How to Win at Intelligence Squared US

19 April 2016
Lee Drutman

I’m a big fan of the Intelligence Squared US (IQ2) debate program, so when I learned that the program had compiled data on the 119 debates it had held since 2006, I was eager to dive in. And in doing so, I learned a few things: People do change their minds a fair amount. They are more likely to change their minds on science and technology issues; on politics and economics, opinions tend to be a little more stable, though still somewhat fluid. Also, what appears to be consensus at the start of a debate is often illusory.

Yes, this is a small and nonrepresentative sample with a self-selected audience ‘ and generally thoughtful debaters on both sides. But the relative fluidity of opinion is important. It suggests that ideas and arguments can actually matter, and that when both sides get a fair and equal shot to make their case, minds can indeed be swayed.

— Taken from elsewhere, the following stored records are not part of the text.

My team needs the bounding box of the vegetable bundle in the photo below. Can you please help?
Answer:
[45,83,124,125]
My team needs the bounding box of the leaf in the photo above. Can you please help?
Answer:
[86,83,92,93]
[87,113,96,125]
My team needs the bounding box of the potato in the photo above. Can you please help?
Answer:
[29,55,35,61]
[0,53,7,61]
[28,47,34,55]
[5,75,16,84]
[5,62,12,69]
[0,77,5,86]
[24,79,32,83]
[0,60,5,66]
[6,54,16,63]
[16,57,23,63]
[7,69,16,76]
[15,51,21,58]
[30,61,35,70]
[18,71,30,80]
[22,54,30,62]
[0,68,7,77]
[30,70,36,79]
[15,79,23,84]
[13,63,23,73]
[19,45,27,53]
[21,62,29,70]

This matters because ideas and arguments are in fact an important part of how politics actually works. Contrary to simple explanations that it’s all about the campaign contributions or partisanship, considerable lobbying takes place on issues where the public is not deeply engaged enough for it to be partisan, and where there is campaign money sloshing around on both sides. Significantly, there are many issues with which lawmakers and their staffers don’t have much expertise, and where they are relying on the arguments that come before them.

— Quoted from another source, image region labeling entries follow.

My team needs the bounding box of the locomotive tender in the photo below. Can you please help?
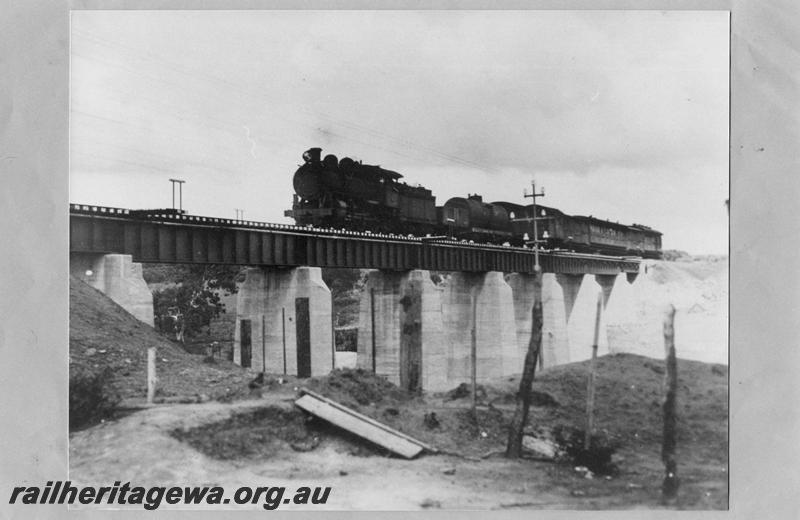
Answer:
[284,148,661,258]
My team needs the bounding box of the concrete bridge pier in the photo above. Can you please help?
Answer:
[357,270,447,391]
[69,253,153,327]
[601,273,636,353]
[233,267,334,377]
[506,273,569,369]
[442,271,522,387]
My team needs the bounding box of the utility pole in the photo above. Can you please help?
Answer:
[515,181,546,273]
[506,181,544,459]
[169,179,186,211]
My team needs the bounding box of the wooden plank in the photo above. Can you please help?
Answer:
[295,389,434,459]
[300,387,439,453]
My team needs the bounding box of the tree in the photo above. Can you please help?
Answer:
[144,264,241,337]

The problem is that these arguments are often one-sided ‘ for every $1 spent by public interest groups and unions, corporations spend $34. I’ve frequentlyargued that if we could level the playing field and balance out the arguments on both sides, we’d have a more reasoned debate that might result in better public policy. Obviously, lawmakers, their staffers, and other policy elites have more external pressures and obligations than your average IQ2 audience member, voting anonymously in an auditorium. But thoughtful presentations and good arguments do make a difference. The quality of debate matters.